Tuesday, December 29, 2009
Christmas Butterfly Girls
Once upon a time, there were two sweet sisters... who took my heart long ago and inspire me daily. Christmas just wouldn't be right without new dolls for each of my granddaughters... so Happy Christmas to my darling girls, Iris and Stella!
These 13" butterfly dolls were made from a pattern designed by my favorite prim diva, Donna Veal of Mooonchilds Primitives. They are sewn and stuffed muslin, painted with thinned acrylics and stained with a coffee/cocoa stain, with wired cutter-quilt wings and skirts. The petticoats are cut from a vintage curtain.
Stella with her Flutterbye on Christmas Day. :)
Tuesday, December 22, 2009
Paper Doll Collage
These two collages started out as birthday cards... and morphed into gifts for my sister and her daughter, who celebrate their November birthdays just one day apart. I decided to let this project take me "along for the ride", knowing only that I wanted to use some pages and text from a box of my grandmother's writings. Once a journalist, Grandma has been gone for many years now, and I am in possession of numerous rough drafts and manuscripts of her short stories and articles from years of writing. Included in this box of treasures are several rejection letters from such prominent publications as The Saturday Evening Post and McCall's magazine!
Some of the paper is old newsprint school tablets, with her stories hand written in pencil. They've been rolled up and rubber banded for many decades, and now are practically falling apart in my hands as I unroll them and try to read the fading pencil marks on yellowing paper. I decided that since much of her writings will probably never be read by anyone, I would sacrifice a select few of the pages... either written in her own hand, or typed on her ancient manual typewriter... and create art! I wanted to bring the spirit of our Grandmother to life again, in a small way, by creating a collage that contained some of the phrases and words that she wrote long ago, no doubt with high hopes of being published.
I let her work speak to me as I skimmed through the pages... my eyes falling on a phrase or two. Sometimes just a single word would jump out at me. I tore these bits from the pages... simply because I like the effect of a torn edge, especially when dealing with vintage paper. Soon, I had a pile of phrases, and somehow, as I arranged them, a theme emerged.

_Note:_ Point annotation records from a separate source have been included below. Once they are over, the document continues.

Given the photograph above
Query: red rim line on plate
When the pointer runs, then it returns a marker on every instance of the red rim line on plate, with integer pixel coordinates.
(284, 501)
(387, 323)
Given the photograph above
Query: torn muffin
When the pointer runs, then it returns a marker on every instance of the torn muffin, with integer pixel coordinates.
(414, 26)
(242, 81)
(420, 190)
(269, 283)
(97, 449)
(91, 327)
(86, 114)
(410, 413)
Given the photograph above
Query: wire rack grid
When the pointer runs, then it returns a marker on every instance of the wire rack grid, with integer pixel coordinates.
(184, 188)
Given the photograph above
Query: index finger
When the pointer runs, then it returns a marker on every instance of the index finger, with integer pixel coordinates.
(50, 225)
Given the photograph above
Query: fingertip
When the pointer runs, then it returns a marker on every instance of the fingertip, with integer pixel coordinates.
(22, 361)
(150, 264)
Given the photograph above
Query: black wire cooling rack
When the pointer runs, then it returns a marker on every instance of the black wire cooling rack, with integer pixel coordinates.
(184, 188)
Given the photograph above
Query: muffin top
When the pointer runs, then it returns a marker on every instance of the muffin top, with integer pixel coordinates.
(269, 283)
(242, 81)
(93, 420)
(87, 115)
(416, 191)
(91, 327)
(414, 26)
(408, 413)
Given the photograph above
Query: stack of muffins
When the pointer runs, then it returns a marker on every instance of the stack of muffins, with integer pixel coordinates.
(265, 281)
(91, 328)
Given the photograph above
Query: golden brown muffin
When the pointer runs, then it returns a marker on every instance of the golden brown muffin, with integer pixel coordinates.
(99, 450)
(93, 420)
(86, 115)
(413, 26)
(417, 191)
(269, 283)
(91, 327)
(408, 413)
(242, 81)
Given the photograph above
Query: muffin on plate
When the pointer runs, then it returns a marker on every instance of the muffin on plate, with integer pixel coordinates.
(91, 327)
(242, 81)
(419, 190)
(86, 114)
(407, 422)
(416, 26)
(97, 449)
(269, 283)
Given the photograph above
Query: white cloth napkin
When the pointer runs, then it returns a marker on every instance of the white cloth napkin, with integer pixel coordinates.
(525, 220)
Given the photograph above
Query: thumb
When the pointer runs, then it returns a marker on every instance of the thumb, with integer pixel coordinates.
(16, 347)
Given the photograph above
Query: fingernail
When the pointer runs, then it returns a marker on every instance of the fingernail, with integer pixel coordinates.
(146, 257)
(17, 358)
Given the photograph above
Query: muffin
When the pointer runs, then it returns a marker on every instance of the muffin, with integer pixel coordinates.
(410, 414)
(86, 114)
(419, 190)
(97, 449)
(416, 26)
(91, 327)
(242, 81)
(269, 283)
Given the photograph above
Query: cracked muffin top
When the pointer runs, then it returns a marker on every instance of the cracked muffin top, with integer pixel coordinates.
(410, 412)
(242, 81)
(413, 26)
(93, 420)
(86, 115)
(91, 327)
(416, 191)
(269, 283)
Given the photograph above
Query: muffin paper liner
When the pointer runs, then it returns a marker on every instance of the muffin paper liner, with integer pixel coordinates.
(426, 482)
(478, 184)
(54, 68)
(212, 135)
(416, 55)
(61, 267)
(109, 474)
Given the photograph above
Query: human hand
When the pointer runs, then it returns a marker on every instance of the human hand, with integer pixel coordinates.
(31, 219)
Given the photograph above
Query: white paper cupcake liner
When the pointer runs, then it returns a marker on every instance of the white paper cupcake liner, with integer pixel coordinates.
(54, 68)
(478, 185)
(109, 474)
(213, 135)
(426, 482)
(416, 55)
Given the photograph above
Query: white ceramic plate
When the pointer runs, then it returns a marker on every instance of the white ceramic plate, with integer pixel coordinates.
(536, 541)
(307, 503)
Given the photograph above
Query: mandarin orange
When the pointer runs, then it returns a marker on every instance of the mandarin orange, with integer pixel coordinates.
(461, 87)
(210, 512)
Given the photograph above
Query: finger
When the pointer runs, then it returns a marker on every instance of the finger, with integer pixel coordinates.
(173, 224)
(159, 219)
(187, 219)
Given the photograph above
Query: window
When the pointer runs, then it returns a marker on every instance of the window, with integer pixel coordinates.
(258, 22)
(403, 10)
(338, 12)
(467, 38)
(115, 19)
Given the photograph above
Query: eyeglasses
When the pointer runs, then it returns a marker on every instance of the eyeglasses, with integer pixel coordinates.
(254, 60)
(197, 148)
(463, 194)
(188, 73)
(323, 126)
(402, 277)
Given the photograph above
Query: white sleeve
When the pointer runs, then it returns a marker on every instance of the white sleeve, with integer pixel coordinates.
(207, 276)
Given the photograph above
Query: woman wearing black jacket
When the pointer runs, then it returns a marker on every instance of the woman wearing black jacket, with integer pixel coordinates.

I decided to create a jointed paper doll blank from card stock... and collaged the entire doll with random text, then highlighted individual words in certain spots. I used collage sheet photo images for the two doll's faces. One is the famous ArtChix "Spoil Me" girl, as many of you will instantly know. I've lost track of exactly which sheet the other came from, so my apologies for not now being able to credit it's origin.
Each of the dolls sports a skirt of pleated pattern tissue, which were a little smashed flat in the scanner, but in reality, add a nice 3-D aspect. The red and yellow piece, with red flower behind her head, was for my niece, Nicolette, who was turning twenty this year... so finding and including the phrase my grandmother had written, "scarce twenty years old", in some of her notes for a story she was writing about Rob Roy, was a stroke of luck!
Both collages are 8" x 10", on foam core, with wrinkled tissue paper as background. The paper doll's limbs are brad-jointed and fully pose-able. Gel medium both adheres and preserves all the vintage papers. The back of each collage is covered with pages from my grandmother's college notebooks from when she studied Journalism at the University of Missouri in 1927. I added a wire hanger and a small paper pocket, inside of which is a short note, describing the process and origin of the papers, and the occasion for which the piece was created.